Ce système n’est pas parfait

LYNA n’était pas parfait – il a parfois mal identifié des cellules géantes, des cancers germinaux et des globules blancs dérivés de la moelle osseuse, connus sous le nom d’histiocytes – mais a obtenu de meilleurs résultats qu’un pathologiste chargé d’évaluer les mêmes lames, et dans un deuxième article publié par Google AI et Verily, la filiale de la société-mère d’Alphabet dans le secteur des sciences de la vie, le modèle a permis de réduire de moitié le temps nécessaire à la détection de métastases dans les ganglions lymphatiques par une équipe de six personnes. Les futurs travaux examineront si l’algorithme améliore l’efficacité ou la précision du diagnostic.

«[Lyna] atteint une précision au niveau de la tumeur supérieure à celle des pathologistes et une performance comparable à celle des lames, ont écrit les chercheurs. « Ces techniques peuvent améliorer la productivité du pathologiste et réduire le nombre de faux négatifs associés à la détection morphologique de cellules tumorales. »

Sur son blog, Google explique:

Des travaux supplémentaires seront nécessaires pour évaluer l’impact de LYNA sur les flux de travail cliniques réels et les résultats pour les patients. Cependant, nous restons optimistes sur le fait que des technologies d’apprentissage en profondeur soigneusement validées et des outils cliniques bien conçus peuvent contribuer à améliorer à la fois la précision et la disponibilité du diagnostic pathologique dans le monde.

Google a beaucoup investi

Google a largement investi dans les applications de soins de santé pour l’IA. Ce printemps, l’équipe Medical Brain de la société de Mountain View a déclaré avoir créé un système d’IA permettant de prédire la probabilité d’une réadmission à l’hôpital. Elle l’avait utilisé en juin pour prévoir les taux de mortalité dans deux hôpitaux avec une précision de 90%.

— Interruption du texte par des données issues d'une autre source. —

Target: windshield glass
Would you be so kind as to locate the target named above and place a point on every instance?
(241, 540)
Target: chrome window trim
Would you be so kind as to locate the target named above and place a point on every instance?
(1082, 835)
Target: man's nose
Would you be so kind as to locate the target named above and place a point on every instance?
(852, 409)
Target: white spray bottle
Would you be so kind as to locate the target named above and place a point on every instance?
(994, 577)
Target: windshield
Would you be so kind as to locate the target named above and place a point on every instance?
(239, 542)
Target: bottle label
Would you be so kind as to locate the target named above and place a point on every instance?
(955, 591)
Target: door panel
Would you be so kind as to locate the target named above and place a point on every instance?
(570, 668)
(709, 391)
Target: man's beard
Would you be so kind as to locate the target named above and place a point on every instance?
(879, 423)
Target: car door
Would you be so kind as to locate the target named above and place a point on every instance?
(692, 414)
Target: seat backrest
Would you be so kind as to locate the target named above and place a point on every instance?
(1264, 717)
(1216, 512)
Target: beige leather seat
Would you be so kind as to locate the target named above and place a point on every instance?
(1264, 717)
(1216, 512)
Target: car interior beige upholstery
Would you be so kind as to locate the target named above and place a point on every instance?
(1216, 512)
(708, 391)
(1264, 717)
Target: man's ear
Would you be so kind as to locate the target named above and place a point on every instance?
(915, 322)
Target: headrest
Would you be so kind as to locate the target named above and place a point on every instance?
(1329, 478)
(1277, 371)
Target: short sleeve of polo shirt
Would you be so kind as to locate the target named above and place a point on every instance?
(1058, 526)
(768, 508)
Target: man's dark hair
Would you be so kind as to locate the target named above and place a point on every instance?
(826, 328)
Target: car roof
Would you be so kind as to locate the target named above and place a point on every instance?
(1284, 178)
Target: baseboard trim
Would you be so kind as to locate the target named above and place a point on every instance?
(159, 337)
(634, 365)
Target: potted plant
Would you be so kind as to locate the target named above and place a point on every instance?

Puis en février, des scientifiques de Google et de Verily ont créé un réseau d’apprentissage automatique capable de déduire avec précision les informations de base d’une personne, notamment son âge et sa tension artérielle, et de déterminer s’ils risquaient de subir un problème cardiaque important, telle qu’une crise cardiaque.

DeepMind, la division de recherche sur l’IA basée à Londres de Google, participe à plusieurs projets d’IA liés à la santé, notamment à un essai en cours au ministère américain des Anciens Combattants qui cherche à prédire quand la situation des patients se détériorera pendant un séjour à l’hôpital.

Auparavant, il s’était associé au service national de santé du Royaume-Uni pour développer un algorithme permettant de rechercher les premiers signes de cécité, et dans un article présenté lors de la conférence sur l’informatique médicale et l’intervention assistée par ordinateur au début de l’année, les chercheurs de DeepMind ont déclaré avoir développé un système d’IA capable de segmenter les tomodensitogrammes avec une «performance proche de l’être humain».